A narrativa mentirosa com a falsa reivindicação do voto impresso (de interesse exclusivo de milícias) é pretexto para autogolpe similar ao ensaiado por Donald Trump nos Estados Unidos para impedir a posse do vitorioso na eleição presidencial. E faz parte de um projeto mais amplo de extermínio de instituições democráticas e conquistas da civilização, objetivos do neonazismo e do neofascismo, expostos em sua pose gaiata ao lado de Beatrix Storch, neta de um ex-ministro de Adolf Hitler no 3.º Reich.
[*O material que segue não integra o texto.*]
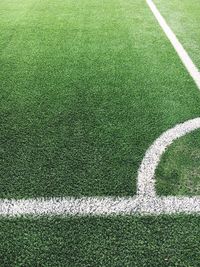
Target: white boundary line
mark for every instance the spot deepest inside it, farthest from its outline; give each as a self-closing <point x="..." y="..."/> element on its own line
<point x="146" y="201"/>
<point x="185" y="58"/>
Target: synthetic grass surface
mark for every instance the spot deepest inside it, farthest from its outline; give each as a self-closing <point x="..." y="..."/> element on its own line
<point x="86" y="87"/>
<point x="182" y="176"/>
<point x="107" y="242"/>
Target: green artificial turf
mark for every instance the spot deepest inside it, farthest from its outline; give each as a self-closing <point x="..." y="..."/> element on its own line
<point x="107" y="242"/>
<point x="86" y="87"/>
<point x="179" y="171"/>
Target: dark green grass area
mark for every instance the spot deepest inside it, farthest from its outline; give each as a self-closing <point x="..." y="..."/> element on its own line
<point x="107" y="242"/>
<point x="183" y="16"/>
<point x="86" y="87"/>
<point x="179" y="170"/>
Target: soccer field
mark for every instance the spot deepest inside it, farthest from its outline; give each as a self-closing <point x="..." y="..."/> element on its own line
<point x="87" y="87"/>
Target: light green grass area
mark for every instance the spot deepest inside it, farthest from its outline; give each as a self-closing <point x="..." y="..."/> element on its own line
<point x="107" y="242"/>
<point x="179" y="170"/>
<point x="86" y="87"/>
<point x="183" y="17"/>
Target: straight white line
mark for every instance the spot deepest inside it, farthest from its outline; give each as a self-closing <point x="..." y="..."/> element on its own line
<point x="95" y="206"/>
<point x="185" y="58"/>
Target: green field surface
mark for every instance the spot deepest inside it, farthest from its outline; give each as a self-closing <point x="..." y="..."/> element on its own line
<point x="86" y="87"/>
<point x="111" y="242"/>
<point x="182" y="176"/>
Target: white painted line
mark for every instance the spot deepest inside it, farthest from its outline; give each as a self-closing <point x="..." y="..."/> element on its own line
<point x="96" y="206"/>
<point x="146" y="181"/>
<point x="185" y="58"/>
<point x="145" y="202"/>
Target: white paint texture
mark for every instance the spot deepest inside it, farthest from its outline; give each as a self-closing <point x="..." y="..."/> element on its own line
<point x="146" y="201"/>
<point x="185" y="58"/>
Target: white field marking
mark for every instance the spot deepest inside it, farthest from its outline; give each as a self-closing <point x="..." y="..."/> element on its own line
<point x="185" y="58"/>
<point x="145" y="202"/>
<point x="146" y="181"/>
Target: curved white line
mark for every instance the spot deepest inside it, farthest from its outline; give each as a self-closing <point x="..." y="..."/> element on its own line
<point x="145" y="179"/>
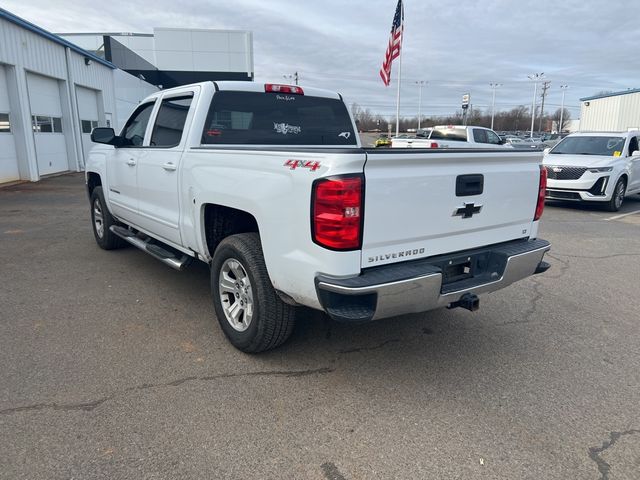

Segundo o Instituto Socioambiental, em dois anos e meio de seu desgoverno a devastação da Amazônia Legal aumentou 48,31%, com unidades de conservação e terras indígenas afetadas. Ele resistiu a demitir o ex-ministro do Meio Ambiente Ricardo Salles, flagrado em participação em furto de madeira nobre do bioma. A demolição da instrução pública, iniciada pelo bancário Abraham Weintraub e completada pelo pastor Milton Ribeiro, tem o mesmo objetivo de volta à barbárie. Assim como a negativa de impedir o incêndio do depósito da Cinemateca Brasileira na Vila Leopoldina, se tivesse entregado a gestão da instituição cultural ao Estado de São Paulo. O pior de sua obra de exterminador da vida e do bem é a sabotagem criminosa às medidas restritivas do contágio da pandemia (isolamento e uso de máscara), à imunização salvadora, e a prescrição de charlatão de remédios ineficazes para reduzir a mortandade.

O vice-presidente da Câmara dos Deputados, Marcelo Ramos, tem razão ao escrever no Twitter: “Já passou da hora do STF, Câmara e Senado colocarem um limite a postura golpista e conspiratória do Presidente da República. Se não fizeram isso agora, quando decidirem fazer, será tarde demais. Todos que se acham protegidos hoje podem ser as próximas vítimas”.

De fato, a hora é já. E, por enquanto, só a Comissão Parlamentar de Inquérito da Covid, no Senado, e o Tribunal de Contas da União parecem ter atentado para a gravidade desta hora. Bolsonaro tem razão: a democracia e a civilização são ameaçadas pela real fraude eleitoral, que ele encarna, ao trair os cidadãos que o sufragaram pelo fim da corrupção.